Заскулил Грэй и, загремев крепкой цепью начал кидаться на высокий забор.

— Грэйка, успокойся, — ласково сказала тетя Аглая, посматривая на калитку, — вижу, вижу, что ты радуешься. Да, Николаша вернулся. Твой хозяин приехал.

Распахнулась калитка, и во двор зашел дядя Коля, поглаживая рукой холеную бороду.

— Грэй, на место! — нарочито нахмурив густые брови, сказал он собаке.

Но Грэй, не слушая команды, бросился к нему, заюлил хвостом, заскулил и, поднявшись на задние лапы, влажным языком лизнул дядю Колю в нос.
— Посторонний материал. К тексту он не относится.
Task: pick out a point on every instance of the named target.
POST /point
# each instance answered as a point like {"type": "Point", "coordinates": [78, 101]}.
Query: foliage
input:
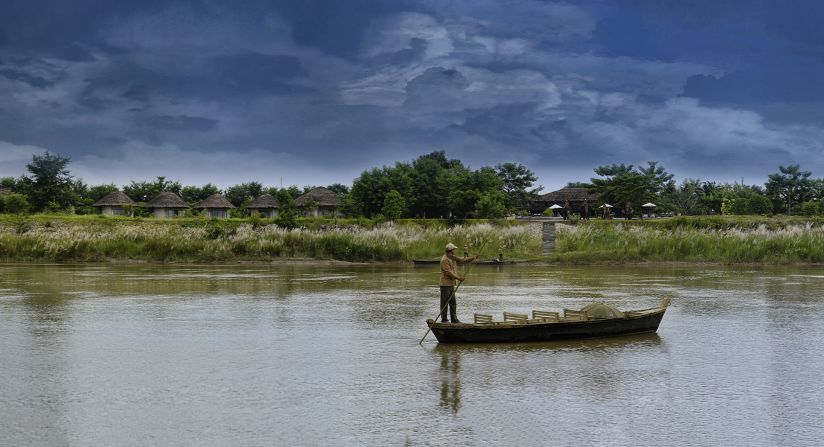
{"type": "Point", "coordinates": [628, 187]}
{"type": "Point", "coordinates": [14, 203]}
{"type": "Point", "coordinates": [243, 193]}
{"type": "Point", "coordinates": [394, 205]}
{"type": "Point", "coordinates": [286, 209]}
{"type": "Point", "coordinates": [516, 179]}
{"type": "Point", "coordinates": [50, 184]}
{"type": "Point", "coordinates": [811, 208]}
{"type": "Point", "coordinates": [194, 194]}
{"type": "Point", "coordinates": [145, 191]}
{"type": "Point", "coordinates": [491, 205]}
{"type": "Point", "coordinates": [789, 187]}
{"type": "Point", "coordinates": [216, 240]}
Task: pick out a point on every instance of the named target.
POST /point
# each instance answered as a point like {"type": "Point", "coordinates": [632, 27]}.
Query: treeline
{"type": "Point", "coordinates": [434, 186]}
{"type": "Point", "coordinates": [430, 186]}
{"type": "Point", "coordinates": [49, 187]}
{"type": "Point", "coordinates": [790, 191]}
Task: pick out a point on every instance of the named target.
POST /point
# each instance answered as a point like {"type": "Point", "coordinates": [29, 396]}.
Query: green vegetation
{"type": "Point", "coordinates": [90, 239]}
{"type": "Point", "coordinates": [694, 239]}
{"type": "Point", "coordinates": [724, 239]}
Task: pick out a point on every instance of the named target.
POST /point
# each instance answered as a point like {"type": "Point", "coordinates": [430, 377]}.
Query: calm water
{"type": "Point", "coordinates": [302, 355]}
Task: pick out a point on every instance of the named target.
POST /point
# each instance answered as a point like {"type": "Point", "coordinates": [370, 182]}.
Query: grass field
{"type": "Point", "coordinates": [46, 238]}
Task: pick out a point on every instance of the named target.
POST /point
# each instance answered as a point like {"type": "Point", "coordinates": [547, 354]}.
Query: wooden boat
{"type": "Point", "coordinates": [438, 261]}
{"type": "Point", "coordinates": [595, 320]}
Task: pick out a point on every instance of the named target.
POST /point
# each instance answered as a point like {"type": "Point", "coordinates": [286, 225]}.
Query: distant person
{"type": "Point", "coordinates": [449, 277]}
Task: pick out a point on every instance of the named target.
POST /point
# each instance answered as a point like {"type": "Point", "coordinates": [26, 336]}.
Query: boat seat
{"type": "Point", "coordinates": [544, 316]}
{"type": "Point", "coordinates": [513, 317]}
{"type": "Point", "coordinates": [570, 314]}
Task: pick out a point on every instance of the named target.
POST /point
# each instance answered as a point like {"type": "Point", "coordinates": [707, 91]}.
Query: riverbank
{"type": "Point", "coordinates": [727, 240]}
{"type": "Point", "coordinates": [90, 239]}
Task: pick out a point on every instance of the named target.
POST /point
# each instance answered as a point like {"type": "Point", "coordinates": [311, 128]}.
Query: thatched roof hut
{"type": "Point", "coordinates": [116, 198]}
{"type": "Point", "coordinates": [167, 199]}
{"type": "Point", "coordinates": [573, 200]}
{"type": "Point", "coordinates": [265, 201]}
{"type": "Point", "coordinates": [323, 197]}
{"type": "Point", "coordinates": [167, 204]}
{"type": "Point", "coordinates": [215, 201]}
{"type": "Point", "coordinates": [326, 200]}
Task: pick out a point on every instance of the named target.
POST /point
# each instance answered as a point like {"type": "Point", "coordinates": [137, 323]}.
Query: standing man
{"type": "Point", "coordinates": [449, 277]}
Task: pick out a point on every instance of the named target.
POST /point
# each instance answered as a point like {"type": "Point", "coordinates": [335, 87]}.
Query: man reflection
{"type": "Point", "coordinates": [450, 380]}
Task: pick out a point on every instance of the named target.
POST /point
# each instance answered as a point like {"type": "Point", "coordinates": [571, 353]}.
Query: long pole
{"type": "Point", "coordinates": [452, 294]}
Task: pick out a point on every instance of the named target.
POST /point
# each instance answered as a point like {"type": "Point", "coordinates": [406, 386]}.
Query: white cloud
{"type": "Point", "coordinates": [14, 158]}
{"type": "Point", "coordinates": [396, 33]}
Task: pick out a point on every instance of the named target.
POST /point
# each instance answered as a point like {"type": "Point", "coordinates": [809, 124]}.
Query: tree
{"type": "Point", "coordinates": [630, 187]}
{"type": "Point", "coordinates": [491, 205]}
{"type": "Point", "coordinates": [394, 205]}
{"type": "Point", "coordinates": [146, 191]}
{"type": "Point", "coordinates": [245, 192]}
{"type": "Point", "coordinates": [195, 194]}
{"type": "Point", "coordinates": [684, 199]}
{"type": "Point", "coordinates": [286, 209]}
{"type": "Point", "coordinates": [50, 184]}
{"type": "Point", "coordinates": [369, 190]}
{"type": "Point", "coordinates": [430, 196]}
{"type": "Point", "coordinates": [516, 179]}
{"type": "Point", "coordinates": [14, 203]}
{"type": "Point", "coordinates": [789, 187]}
{"type": "Point", "coordinates": [338, 189]}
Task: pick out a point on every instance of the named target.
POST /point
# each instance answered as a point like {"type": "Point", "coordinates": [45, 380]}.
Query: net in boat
{"type": "Point", "coordinates": [602, 310]}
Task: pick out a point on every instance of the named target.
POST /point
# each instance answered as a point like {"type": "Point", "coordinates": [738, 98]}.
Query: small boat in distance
{"type": "Point", "coordinates": [438, 261]}
{"type": "Point", "coordinates": [595, 320]}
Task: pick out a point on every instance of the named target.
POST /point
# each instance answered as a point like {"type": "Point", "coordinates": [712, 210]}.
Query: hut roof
{"type": "Point", "coordinates": [568, 194]}
{"type": "Point", "coordinates": [262, 202]}
{"type": "Point", "coordinates": [167, 199]}
{"type": "Point", "coordinates": [215, 201]}
{"type": "Point", "coordinates": [322, 196]}
{"type": "Point", "coordinates": [115, 198]}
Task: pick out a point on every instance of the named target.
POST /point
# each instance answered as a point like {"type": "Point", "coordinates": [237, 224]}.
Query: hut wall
{"type": "Point", "coordinates": [115, 211]}
{"type": "Point", "coordinates": [215, 212]}
{"type": "Point", "coordinates": [164, 213]}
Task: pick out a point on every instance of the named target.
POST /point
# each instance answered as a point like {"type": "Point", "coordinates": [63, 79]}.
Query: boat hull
{"type": "Point", "coordinates": [564, 330]}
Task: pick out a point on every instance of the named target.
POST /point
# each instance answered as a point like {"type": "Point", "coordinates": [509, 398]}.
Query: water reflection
{"type": "Point", "coordinates": [114, 355]}
{"type": "Point", "coordinates": [450, 373]}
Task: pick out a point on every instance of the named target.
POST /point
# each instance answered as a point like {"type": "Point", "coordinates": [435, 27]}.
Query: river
{"type": "Point", "coordinates": [329, 355]}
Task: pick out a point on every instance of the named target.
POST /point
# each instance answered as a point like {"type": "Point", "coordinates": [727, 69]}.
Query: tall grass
{"type": "Point", "coordinates": [196, 240]}
{"type": "Point", "coordinates": [688, 240]}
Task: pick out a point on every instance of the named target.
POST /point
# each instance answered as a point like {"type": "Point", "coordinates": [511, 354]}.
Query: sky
{"type": "Point", "coordinates": [315, 92]}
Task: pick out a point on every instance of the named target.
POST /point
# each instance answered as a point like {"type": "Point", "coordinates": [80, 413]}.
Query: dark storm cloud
{"type": "Point", "coordinates": [319, 91]}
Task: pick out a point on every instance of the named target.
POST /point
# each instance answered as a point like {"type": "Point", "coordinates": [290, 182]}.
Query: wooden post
{"type": "Point", "coordinates": [548, 237]}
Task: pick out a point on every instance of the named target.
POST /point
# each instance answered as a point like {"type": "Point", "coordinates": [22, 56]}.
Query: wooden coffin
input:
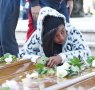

— Фу-у-у, нельзя, — пробасил дядя Коля, вытирая лицо, — хватит целоваться. Иди, матушку благодари — свою кормилицу, — и, отстегнув цепь, махнул рукой, — к матушке!

Собака огромными скачками понеслась по ухоженному саду к беседке, где сидела тетя Аглая.

Она внимательно смотрела на несущегося Грэя и, дождавшись, когда собака подбежала, тихим ласковым голосом сказала:

— Грэйка, не балуй. Ишь, бесстыдник! Ну-ка, посмотри мне в глаза. Что голову опускаешь? Ну, хорошо, можешь зайти. Куда полез? Нет, Грэйка, нельзя. Сиди возле входа. Молодец, собачка. Умница!

Грэй заюлил, застучал хвостом по деревянному полу беседки. Прижав уши, смотрел на тетю Аглаю, тихонечко поскуливая. Радовался, что его похвалили.

— Как съездил, Николаша? — спросила она, когда дядя Коля зашел в беседку и сел на скамейку, продолжая по — привычке поглаживать бороду. — Ребятишкам понравилось место?

— Конечно, — усмехнулся старик и придвинул чайную чашку, — остолбенели, когда увидели сделанный шалаш. Эх, балуем ребятишек. Живут на всем готовом. Приучать надо их, приучать, — нахмурился он.

Мелко, дробно засмеялась тетя Аглая, взглянула на насупившегося мужа и тихо сказала:

— Научатся, Николаша, не волнуйся. Никуда не денутся.

— Чего удумала? — подозрительно взглянул на нее старик, — ты же всегда защищаешь их.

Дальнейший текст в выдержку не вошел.